At the time, this inspired me to to use echolocation as one of the explanations to the press of how I was able to drive a car blindfolded like in this footage of me from Evening Magazine.

Echolocation is a pretty amazing feat and thought in the past to only have existed in some animals like the aforementioned bats, shrews, dolphins and crustaceans. Recently though it has become more apparent that humans can develop this sense as well.

Below is a video of an amazing kid, Ben Underwood who uses echolocation to play video games and basketball.

It seems that even more blind people are being taught to use echolocation to navigate their environment and yes, it is a skill that can be learned. It is a fairly new field having only been brought to attention of scientists since the 1950’s. Most blind people who practice the technique though like to think that it is not a learned sense but inherent and intuitive. They liken the process to “feeling pressure” from items as they pass them.

When you think about it, it is quite logical that blind people would inherit this sense. Both vision and hearing are very closely related in how they work. They both use reflected waves of energy. Seeing uses light waves, hearing uses sound-waves. They both work off interpreting that reflected energy wave. The reflected waves via echoes can give detailed information about location and the dimensions and density of items. This latter being very important as you can learn over time what that density means and associated it with what you already know. A hedge would be less dense than a wall and so forth.

Looking back at the history there are many documented cases of this amazing phenomena.
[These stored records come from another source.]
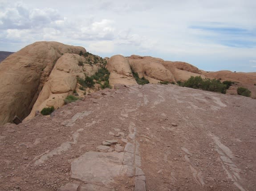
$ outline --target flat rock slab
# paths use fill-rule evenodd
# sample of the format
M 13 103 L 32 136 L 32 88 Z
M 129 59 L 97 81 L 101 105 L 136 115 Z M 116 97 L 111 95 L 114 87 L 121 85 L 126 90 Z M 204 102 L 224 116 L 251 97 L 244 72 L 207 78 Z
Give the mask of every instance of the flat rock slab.
M 79 184 L 77 183 L 68 183 L 59 188 L 57 191 L 77 191 Z
M 71 164 L 71 176 L 85 183 L 107 186 L 120 174 L 124 153 L 90 151 Z
M 101 152 L 112 152 L 113 149 L 106 145 L 100 145 L 97 148 L 97 150 Z
M 110 143 L 111 144 L 116 144 L 118 143 L 118 140 L 114 139 L 112 139 L 111 140 L 107 140 L 106 141 L 106 142 Z

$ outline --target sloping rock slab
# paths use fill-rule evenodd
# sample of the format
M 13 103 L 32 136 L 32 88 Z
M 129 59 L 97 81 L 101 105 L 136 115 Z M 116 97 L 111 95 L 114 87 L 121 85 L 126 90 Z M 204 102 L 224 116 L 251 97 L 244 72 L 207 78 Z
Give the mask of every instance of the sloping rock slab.
M 71 164 L 71 176 L 84 182 L 107 186 L 121 175 L 124 153 L 90 151 Z

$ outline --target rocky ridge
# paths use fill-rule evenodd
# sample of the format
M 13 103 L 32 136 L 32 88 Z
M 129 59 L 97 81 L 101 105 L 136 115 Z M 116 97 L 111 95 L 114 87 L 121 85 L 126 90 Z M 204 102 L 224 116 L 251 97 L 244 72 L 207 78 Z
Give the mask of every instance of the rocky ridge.
M 135 55 L 117 55 L 104 60 L 82 47 L 39 42 L 12 54 L 0 65 L 0 124 L 12 121 L 16 116 L 21 120 L 31 119 L 45 107 L 57 109 L 62 106 L 68 95 L 83 97 L 84 94 L 98 90 L 100 84 L 84 90 L 78 79 L 91 76 L 106 64 L 112 86 L 137 84 L 133 72 L 150 83 L 175 83 L 200 76 L 235 82 L 228 94 L 236 94 L 236 88 L 242 86 L 252 91 L 252 97 L 256 96 L 255 73 L 205 72 L 186 62 Z
M 0 190 L 254 190 L 256 104 L 171 84 L 90 94 L 0 126 Z

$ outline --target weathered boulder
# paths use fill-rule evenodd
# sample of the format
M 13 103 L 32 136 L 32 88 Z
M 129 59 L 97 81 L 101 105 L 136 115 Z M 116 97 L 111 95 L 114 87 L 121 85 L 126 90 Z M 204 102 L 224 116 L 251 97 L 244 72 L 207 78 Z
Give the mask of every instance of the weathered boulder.
M 55 42 L 39 42 L 10 55 L 0 65 L 0 125 L 30 112 L 56 62 L 65 53 L 84 48 Z
M 176 82 L 187 80 L 191 76 L 201 76 L 203 78 L 205 78 L 201 70 L 188 63 L 182 62 L 165 61 L 163 64 L 167 69 L 171 72 Z
M 124 56 L 116 55 L 111 57 L 108 60 L 107 68 L 110 73 L 109 81 L 111 86 L 114 86 L 117 84 L 137 84 L 129 61 Z
M 171 73 L 163 66 L 163 63 L 164 61 L 162 59 L 150 56 L 142 57 L 132 55 L 128 58 L 128 59 L 131 67 L 134 71 L 138 73 L 140 78 L 144 77 L 147 78 L 147 76 L 150 78 L 150 82 L 153 83 L 158 83 L 159 80 L 169 82 L 174 81 Z M 150 80 L 152 78 L 157 80 Z
M 45 107 L 53 106 L 57 109 L 63 106 L 65 98 L 76 88 L 77 77 L 85 78 L 83 66 L 79 63 L 85 62 L 84 57 L 74 54 L 65 53 L 59 58 L 25 120 L 33 117 L 37 110 Z

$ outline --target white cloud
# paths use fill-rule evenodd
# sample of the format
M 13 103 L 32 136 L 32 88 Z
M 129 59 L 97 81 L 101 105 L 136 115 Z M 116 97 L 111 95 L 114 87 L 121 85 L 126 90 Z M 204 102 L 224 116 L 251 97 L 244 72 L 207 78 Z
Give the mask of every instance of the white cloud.
M 114 45 L 113 41 L 102 41 L 91 43 L 89 48 L 89 51 L 93 51 L 101 53 L 111 53 L 114 50 Z
M 256 1 L 77 0 L 72 6 L 58 0 L 2 1 L 0 50 L 52 40 L 110 56 L 140 54 L 187 61 L 193 57 L 193 64 L 204 60 L 203 66 L 225 60 L 223 67 L 226 63 L 235 67 L 239 61 L 251 70 L 255 63 L 248 60 L 254 60 L 256 52 Z M 227 35 L 191 27 L 196 26 L 246 32 Z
The first goes as far back as the late seventeen hundreds into the early eighteen hundreds when a man by the name of James Holman used the sound of his cane to travel the world.

In this day and age, a man by the name of Daniel Kish, who has been blind since he was 13 months old and uses a device to emit clicks and get around, teaches other teenagers to use the technique to the point where they even ride mountain bikes though the wilderness.

To me this is just more proof that there are so many truly amazing things in the world that one does not have to look towards pseudoscience to find them. I love the amazing world we live in and this is a perfect example of why.